Het tweede belangrijke ‘ding’ van mindfulness is namelijk acceptatie van de gedachtes, gevoelens of zintuiglijke informatie die je opmerkt. Zonder oordeel de zinnen laten passeren. Kijken naar wat dat bijzondere en gekke brein allemaal produceert. Bijvoorbeeld oordelen over jezelf. Je laat het voor wat het is en probeert alleen te observeren. Je bent een toeschouwer van je eigen ervaringen.

Wat heb je eraan?
Als je dit vaker doet, dan kun je je bewust worden van datgene waar jij de spotlights op richt in je leven: datgene waar jij (misschien ongemerkt) veel aandacht aan geeft in je leven. Of misschien is er wel iets in jou dat heel erg om jouw aandacht vraagt. Je kunt bijvoorbeeld merken dat je vervalt in bepaalde terugkerende gedachtes of – van een hele andere orde – dat je benen heel vermoeid zijn. En als je dat kan opmerken, dan kun je daar wat mee.

Een andere toepassing van mindfulness is het bewust richten van aandacht op iets waar je graag meer van wilt. Bijvoorbeeld als je graag meer dankbaar wilt leren zijn, kun je bewust je aandacht gaan richten op al het goede wat er al in je leven is. Door het op te schrijven of elke ochtend op te noemen bijvoorbeeld.

Samenvattend draait mindfulness om het wat meer grip krijgen op je aandachtsorgaan.
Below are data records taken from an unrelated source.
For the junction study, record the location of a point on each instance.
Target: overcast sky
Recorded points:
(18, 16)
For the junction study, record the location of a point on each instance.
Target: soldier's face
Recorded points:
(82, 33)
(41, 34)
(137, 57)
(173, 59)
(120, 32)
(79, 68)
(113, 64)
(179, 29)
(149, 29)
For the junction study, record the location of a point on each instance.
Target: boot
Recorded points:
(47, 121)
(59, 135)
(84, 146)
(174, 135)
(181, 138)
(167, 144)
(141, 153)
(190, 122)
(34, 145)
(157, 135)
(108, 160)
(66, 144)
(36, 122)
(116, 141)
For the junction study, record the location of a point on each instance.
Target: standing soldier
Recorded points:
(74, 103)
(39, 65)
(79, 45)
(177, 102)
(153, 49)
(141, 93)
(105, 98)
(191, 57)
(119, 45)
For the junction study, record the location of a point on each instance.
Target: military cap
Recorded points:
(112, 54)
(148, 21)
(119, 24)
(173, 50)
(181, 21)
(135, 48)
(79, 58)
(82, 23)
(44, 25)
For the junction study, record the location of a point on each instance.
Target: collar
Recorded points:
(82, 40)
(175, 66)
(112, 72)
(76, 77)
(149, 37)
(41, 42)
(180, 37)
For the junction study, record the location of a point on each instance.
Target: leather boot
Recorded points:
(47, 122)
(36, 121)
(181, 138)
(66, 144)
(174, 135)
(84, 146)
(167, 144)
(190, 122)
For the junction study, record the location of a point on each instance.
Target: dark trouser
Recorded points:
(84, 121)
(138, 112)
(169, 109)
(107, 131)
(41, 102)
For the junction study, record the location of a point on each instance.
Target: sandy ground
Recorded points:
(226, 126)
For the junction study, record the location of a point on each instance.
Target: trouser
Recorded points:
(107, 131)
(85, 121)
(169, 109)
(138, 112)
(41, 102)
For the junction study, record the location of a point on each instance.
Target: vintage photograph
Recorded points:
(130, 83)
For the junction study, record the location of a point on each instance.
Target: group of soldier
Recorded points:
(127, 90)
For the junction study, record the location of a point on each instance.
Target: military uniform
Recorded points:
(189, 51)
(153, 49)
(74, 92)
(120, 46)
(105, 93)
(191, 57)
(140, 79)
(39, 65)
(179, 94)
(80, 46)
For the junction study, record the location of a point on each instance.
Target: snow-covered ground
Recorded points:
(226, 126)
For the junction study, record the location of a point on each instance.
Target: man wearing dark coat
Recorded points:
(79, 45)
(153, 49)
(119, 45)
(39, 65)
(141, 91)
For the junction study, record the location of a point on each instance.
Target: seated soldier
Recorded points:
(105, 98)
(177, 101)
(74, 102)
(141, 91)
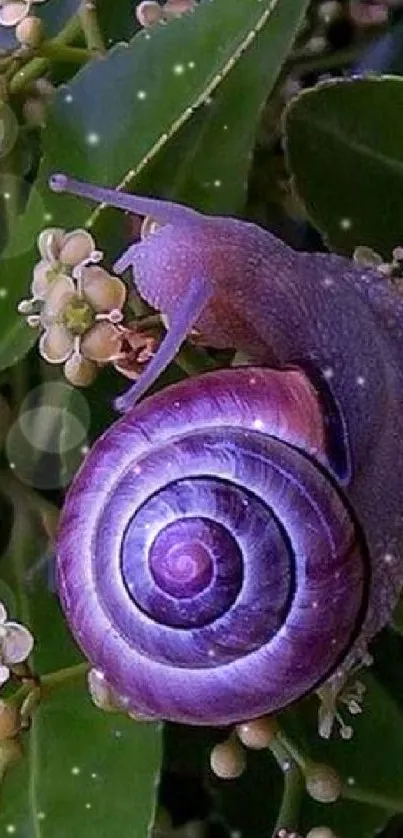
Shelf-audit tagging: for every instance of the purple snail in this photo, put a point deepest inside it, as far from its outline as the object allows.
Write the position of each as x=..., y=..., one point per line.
x=235, y=539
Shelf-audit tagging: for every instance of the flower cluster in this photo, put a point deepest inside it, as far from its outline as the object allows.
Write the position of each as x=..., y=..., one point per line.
x=78, y=306
x=340, y=691
x=12, y=12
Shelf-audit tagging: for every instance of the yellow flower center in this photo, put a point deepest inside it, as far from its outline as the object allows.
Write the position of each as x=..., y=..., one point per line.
x=78, y=317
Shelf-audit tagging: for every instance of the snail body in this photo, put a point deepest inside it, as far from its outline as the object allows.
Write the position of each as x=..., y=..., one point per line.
x=233, y=539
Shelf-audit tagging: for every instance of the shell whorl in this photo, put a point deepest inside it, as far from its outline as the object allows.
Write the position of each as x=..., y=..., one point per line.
x=208, y=564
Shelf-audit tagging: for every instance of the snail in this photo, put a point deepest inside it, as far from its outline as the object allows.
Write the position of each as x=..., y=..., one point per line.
x=234, y=539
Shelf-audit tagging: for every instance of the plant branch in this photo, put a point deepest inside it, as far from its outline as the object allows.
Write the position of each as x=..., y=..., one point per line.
x=50, y=682
x=37, y=66
x=288, y=816
x=60, y=52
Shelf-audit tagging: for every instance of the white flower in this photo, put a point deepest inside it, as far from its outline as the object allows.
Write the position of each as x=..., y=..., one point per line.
x=13, y=11
x=338, y=690
x=16, y=644
x=61, y=252
x=77, y=304
x=106, y=698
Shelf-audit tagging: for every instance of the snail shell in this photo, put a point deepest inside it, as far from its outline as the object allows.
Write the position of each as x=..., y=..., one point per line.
x=208, y=563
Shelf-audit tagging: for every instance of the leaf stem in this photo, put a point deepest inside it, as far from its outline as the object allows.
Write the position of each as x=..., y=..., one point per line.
x=51, y=682
x=37, y=66
x=292, y=750
x=90, y=26
x=288, y=816
x=60, y=52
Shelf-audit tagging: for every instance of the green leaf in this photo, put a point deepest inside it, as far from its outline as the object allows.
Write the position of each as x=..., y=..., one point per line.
x=85, y=773
x=345, y=154
x=98, y=135
x=117, y=24
x=207, y=164
x=370, y=761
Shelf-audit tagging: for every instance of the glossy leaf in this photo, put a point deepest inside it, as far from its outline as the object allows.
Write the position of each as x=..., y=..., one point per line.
x=84, y=772
x=189, y=57
x=345, y=154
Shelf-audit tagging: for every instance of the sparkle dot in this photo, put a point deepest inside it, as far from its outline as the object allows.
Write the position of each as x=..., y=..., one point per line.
x=258, y=424
x=93, y=138
x=345, y=223
x=328, y=373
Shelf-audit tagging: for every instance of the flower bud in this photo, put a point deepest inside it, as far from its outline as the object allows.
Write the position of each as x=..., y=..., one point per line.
x=9, y=720
x=176, y=8
x=148, y=13
x=227, y=760
x=323, y=783
x=102, y=693
x=258, y=733
x=30, y=31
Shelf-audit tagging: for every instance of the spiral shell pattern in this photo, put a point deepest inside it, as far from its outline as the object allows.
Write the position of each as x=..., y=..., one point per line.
x=207, y=563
Zo krijg je meer bewustzijn op waar je je mee bezig houdt. En automatisch ook meer keuzevrijheid. Je kunt beter gaan kiezen waar je je mee bezig wilt houden. Dat kan zijn meer aandacht richten op wat je om je heen ziet wanneer je wandelt. Of je telefoon wegleggen als je gaat eten, zodat je er meer van kan ervaren. Of meer aandacht hebben voor je lichaam. Zodat je je vermoeidheid of pijnlijke schouders eerder opmerkt en ergere klachten in de kiem kan smoren.

Oefeningen
Probeer het maar eens wanneer je buiten loopt. Richt je aandacht bewust op wat je ziet onder je, naast je, voor je en merk op wat je voelt op je gezicht. Warmte, koude, misschien de wind? Wat ruik je? Natuur, uitlaatgassen, het parfum van iemand die voorbij loopt? Wat roept het op? Is het aangenaam of juist niet?

Of … een hele bekende en hele eenvoudige oefening in mindfulness: pak een rozijn en kijk eens van dichtbij naar de vorm, textuur, kleur, transparantie etc. Rol de rozijn maar eens heen en weer. Wat merk je, wat voel je? Stop de rozijn dan in je mond en let bewust op hoe dat voelt, de textuur, de smaak, wat het kauwen doet, etc.